Focusing on the work of Black potters in the 19th-century American South, the MFA Boston’s Hear Me Now exhibition presents approximately 50 ceramic objects from Old Edgefield District, South Carolina, a center of stoneware production in the decades before the Civil War, together with contemporary responses. Join curator and Chair, Art of the Americas Ethan Lasser to explore this story about art and enslavement – and about the joy, struggle, creative ambition, and lived experience of African Americans in the decades before the Civil War. The exhibition features many objects never before seen outside of the South, bringing together monumental storage jars by the enslaved and literate potter and poet Dave or David Drake (about 1800–about 1870) with rare examples of the region’s utilitarian wares and powerful face vessels by unrecorded makers.

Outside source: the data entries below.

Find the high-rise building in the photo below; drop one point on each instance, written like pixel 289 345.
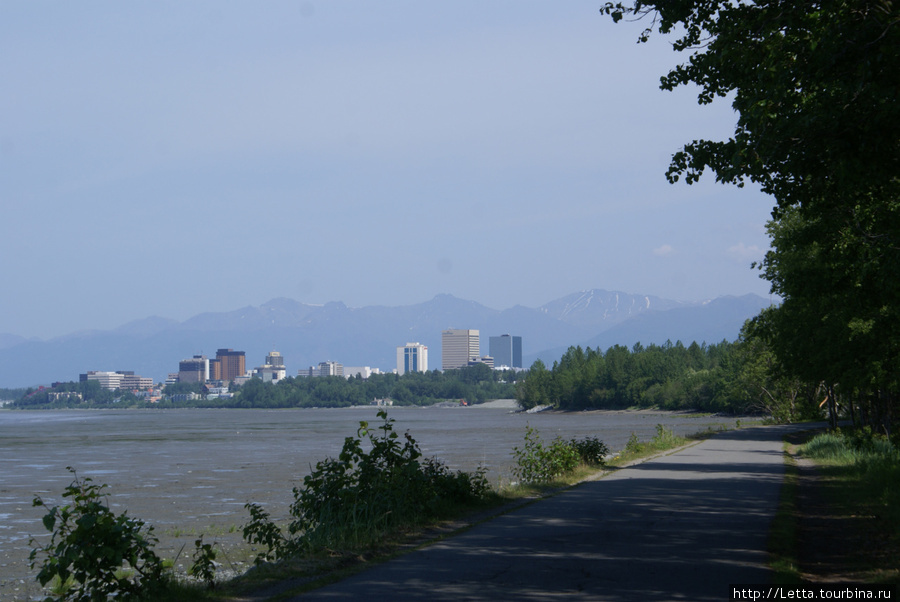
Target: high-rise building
pixel 232 364
pixel 412 358
pixel 274 359
pixel 331 369
pixel 194 370
pixel 506 351
pixel 458 348
pixel 108 380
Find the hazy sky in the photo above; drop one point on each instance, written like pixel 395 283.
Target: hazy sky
pixel 169 158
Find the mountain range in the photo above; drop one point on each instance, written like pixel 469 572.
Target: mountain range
pixel 369 336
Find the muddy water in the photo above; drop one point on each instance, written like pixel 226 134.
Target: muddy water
pixel 188 472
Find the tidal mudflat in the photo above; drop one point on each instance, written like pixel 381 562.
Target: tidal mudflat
pixel 190 472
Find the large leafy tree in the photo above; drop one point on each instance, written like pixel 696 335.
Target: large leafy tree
pixel 815 88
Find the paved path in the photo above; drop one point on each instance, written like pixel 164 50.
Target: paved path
pixel 680 527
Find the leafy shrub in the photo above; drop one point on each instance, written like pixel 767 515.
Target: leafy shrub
pixel 204 565
pixel 540 463
pixel 94 553
pixel 592 451
pixel 354 499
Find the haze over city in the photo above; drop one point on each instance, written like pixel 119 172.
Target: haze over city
pixel 176 158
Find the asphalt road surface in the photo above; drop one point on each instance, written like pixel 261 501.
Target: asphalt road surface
pixel 680 527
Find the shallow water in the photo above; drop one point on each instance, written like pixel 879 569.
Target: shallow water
pixel 188 472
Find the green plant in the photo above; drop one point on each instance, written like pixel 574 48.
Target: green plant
pixel 93 553
pixel 260 530
pixel 204 566
pixel 633 446
pixel 591 450
pixel 539 463
pixel 355 499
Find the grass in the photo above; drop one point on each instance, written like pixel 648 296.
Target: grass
pixel 857 484
pixel 292 576
pixel 860 479
pixel 782 542
pixel 664 440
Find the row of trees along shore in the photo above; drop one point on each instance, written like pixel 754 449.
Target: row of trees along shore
pixel 734 378
pixel 731 377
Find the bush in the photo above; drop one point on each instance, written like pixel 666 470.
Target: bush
pixel 355 499
pixel 592 451
pixel 93 553
pixel 539 463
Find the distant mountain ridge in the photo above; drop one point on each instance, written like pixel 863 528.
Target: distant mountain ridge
pixel 368 336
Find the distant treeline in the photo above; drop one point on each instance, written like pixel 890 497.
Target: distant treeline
pixel 734 378
pixel 474 384
pixel 737 378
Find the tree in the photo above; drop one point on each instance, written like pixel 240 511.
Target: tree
pixel 814 86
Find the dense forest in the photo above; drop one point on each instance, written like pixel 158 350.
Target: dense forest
pixel 734 378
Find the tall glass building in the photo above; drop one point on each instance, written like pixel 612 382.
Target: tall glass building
pixel 506 351
pixel 413 357
pixel 458 348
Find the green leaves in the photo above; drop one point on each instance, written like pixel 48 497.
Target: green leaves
pixel 354 499
pixel 90 546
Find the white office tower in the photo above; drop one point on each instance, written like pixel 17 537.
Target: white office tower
pixel 413 357
pixel 458 348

It also links past to present, in part by including the work of leading contemporary Black artists who have responded to or whose practice resonates with the Edgefield story. Established figures like Theaster Gates and Simone Leigh, as well as younger, emerging artists like Adebunmi Gbadebo, Woody De Othello, and Robert Pruitt, have contributed to the show. Working primarily in clay, these artists respond to the legacy of the Edgefield potters and consider the resonance of this history for audiences today.
The show will run March 4 – July 9, 2023 at the MFA Boston.
--Ethan W. Lasser is the John Moors Cabot Chair of the Arts of the Americas Department at the Museum of Fine Arts, Boston. He leads the curatorial team responsible for the Museum's renowned collection of paintings, sculpture and decorative arts from across North, Central and South America, ancient to modern (Copley to Kahlo). A curator, scholar and convenor, Lasser has contributed to exhibitions and publications on a range of American art topics. Recent projects at the MFA include Hear Me Now: The Black Potters of Old Edgefield, South Carolina, Philip Guston: Now, and the reinstallation of the MFA’s 20th-century Americas galleries. In his prior positions at the Harvard Art Museums and the Chipstone Foundation, Lasser curated exhibitions on collecting in early America, 19th century African-American art (with artist Theaster Gates, Jr.) and the journalistic eye of Winslow Homer. He received his PhD from Yale University, and graduated from Williams College, where he is currently a Trustee.